I have a bucket with a few small Parquet files that I would like to consolidate into a bigger one.

To do this task, I would like to create a spark job to consume and write a new file.

from pyspark import SparkContext
from pyspark.sql import SparkSession, SQLContext

spark = SparkSession.builder \
                    .master("local") \
                    .appName("Consolidated tables") \
                    .getOrCreate()

spark._jsc.hadoopConfiguration().set("fs.s3a.access.key", "access")
spark._jsc.hadoopConfiguration().set("fs.s3a.secret.key", "secret")

df = spark.read.parquet("s3://lake/bronze/appx/contextb/*")

This code is throwing me an Exception: No FileSystem for scheme: s3 . If I switch to s3a://... , I got the error: Class org.apache.hadoop.fs.s3a.S3AFileSystem not found .

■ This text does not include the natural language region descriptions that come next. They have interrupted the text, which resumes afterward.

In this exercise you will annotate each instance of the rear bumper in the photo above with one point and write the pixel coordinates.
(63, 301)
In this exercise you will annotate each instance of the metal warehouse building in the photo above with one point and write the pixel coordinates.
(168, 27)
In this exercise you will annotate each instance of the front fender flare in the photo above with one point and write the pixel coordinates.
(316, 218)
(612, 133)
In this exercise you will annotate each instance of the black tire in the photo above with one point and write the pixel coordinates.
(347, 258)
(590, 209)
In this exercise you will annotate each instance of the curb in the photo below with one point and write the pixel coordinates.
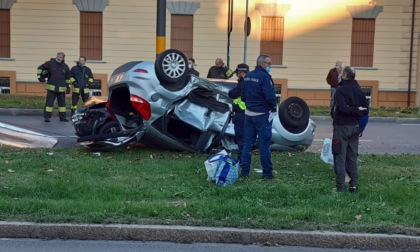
(189, 234)
(40, 112)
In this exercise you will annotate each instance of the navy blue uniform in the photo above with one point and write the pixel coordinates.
(260, 99)
(238, 116)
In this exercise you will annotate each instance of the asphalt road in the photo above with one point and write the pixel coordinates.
(380, 136)
(37, 245)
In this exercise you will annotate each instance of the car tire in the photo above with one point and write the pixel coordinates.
(171, 66)
(294, 112)
(110, 127)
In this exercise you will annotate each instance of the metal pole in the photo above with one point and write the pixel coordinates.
(160, 26)
(230, 20)
(246, 30)
(411, 53)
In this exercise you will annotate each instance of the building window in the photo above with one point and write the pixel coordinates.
(272, 34)
(4, 33)
(362, 42)
(182, 34)
(91, 35)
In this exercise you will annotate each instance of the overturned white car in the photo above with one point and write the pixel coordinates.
(159, 104)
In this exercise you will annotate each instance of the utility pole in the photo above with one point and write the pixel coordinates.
(160, 26)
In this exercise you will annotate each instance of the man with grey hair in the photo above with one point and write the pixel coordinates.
(349, 105)
(57, 74)
(260, 100)
(333, 78)
(219, 70)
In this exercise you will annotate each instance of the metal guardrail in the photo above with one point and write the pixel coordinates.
(95, 88)
(368, 93)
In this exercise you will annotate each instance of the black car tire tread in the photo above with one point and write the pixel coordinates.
(160, 71)
(107, 126)
(294, 113)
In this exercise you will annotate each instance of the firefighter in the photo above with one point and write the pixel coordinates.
(58, 76)
(81, 78)
(239, 107)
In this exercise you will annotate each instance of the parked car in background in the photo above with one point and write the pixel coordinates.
(159, 104)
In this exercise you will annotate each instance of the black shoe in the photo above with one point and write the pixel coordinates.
(268, 176)
(353, 189)
(243, 175)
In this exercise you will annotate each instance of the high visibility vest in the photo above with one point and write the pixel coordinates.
(238, 101)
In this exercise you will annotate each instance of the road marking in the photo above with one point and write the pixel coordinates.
(360, 140)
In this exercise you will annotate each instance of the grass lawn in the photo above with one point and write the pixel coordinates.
(147, 186)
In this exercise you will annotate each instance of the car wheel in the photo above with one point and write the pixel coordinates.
(294, 112)
(110, 127)
(171, 66)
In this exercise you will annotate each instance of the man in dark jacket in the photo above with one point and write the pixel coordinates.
(219, 71)
(239, 107)
(191, 69)
(260, 100)
(81, 79)
(333, 78)
(349, 105)
(58, 85)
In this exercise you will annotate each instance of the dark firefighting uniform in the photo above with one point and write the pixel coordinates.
(58, 83)
(81, 78)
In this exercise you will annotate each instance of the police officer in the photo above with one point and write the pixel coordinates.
(239, 107)
(260, 100)
(350, 104)
(81, 79)
(58, 85)
(219, 70)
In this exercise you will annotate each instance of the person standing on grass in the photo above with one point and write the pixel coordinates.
(58, 85)
(81, 78)
(191, 69)
(349, 105)
(260, 100)
(239, 107)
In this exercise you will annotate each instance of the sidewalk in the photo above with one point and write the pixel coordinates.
(189, 234)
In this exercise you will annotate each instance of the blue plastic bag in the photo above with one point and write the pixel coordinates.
(227, 171)
(363, 121)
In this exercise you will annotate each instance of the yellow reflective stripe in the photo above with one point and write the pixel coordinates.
(238, 101)
(50, 87)
(229, 73)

I'm trying to run this code as python myfile.py .

Any idea on what's wrong?

download this hadoop-aws-2.7.5.jar (or latest version) and configure this jar available for spark

spark = SparkSession \
        .builder \
        .config("spark.jars", "/path/to/hadoop-aws-2.7.5.jar")\
        .getOrCreate()
from boto3.session import Session
from pyspark import SparkContext
from pyspark.sql import SparkSession, SQLContext

spark = SparkSession.builder \
                    .master("local") \
                    .appName("Consolidated tables") \
                    .getOrCreate()

ACCESS_KEY='your_access_key'
SECRET_KEY='your_secret_key'

session = Session(aws_access_key_id=ACCESS_KEY,
                  aws_secret_access_key=SECRET_KEY)
s3 = session.resource('s3')

df = spark.read.parquet("s3://lake/bronze/appx/contextb/*")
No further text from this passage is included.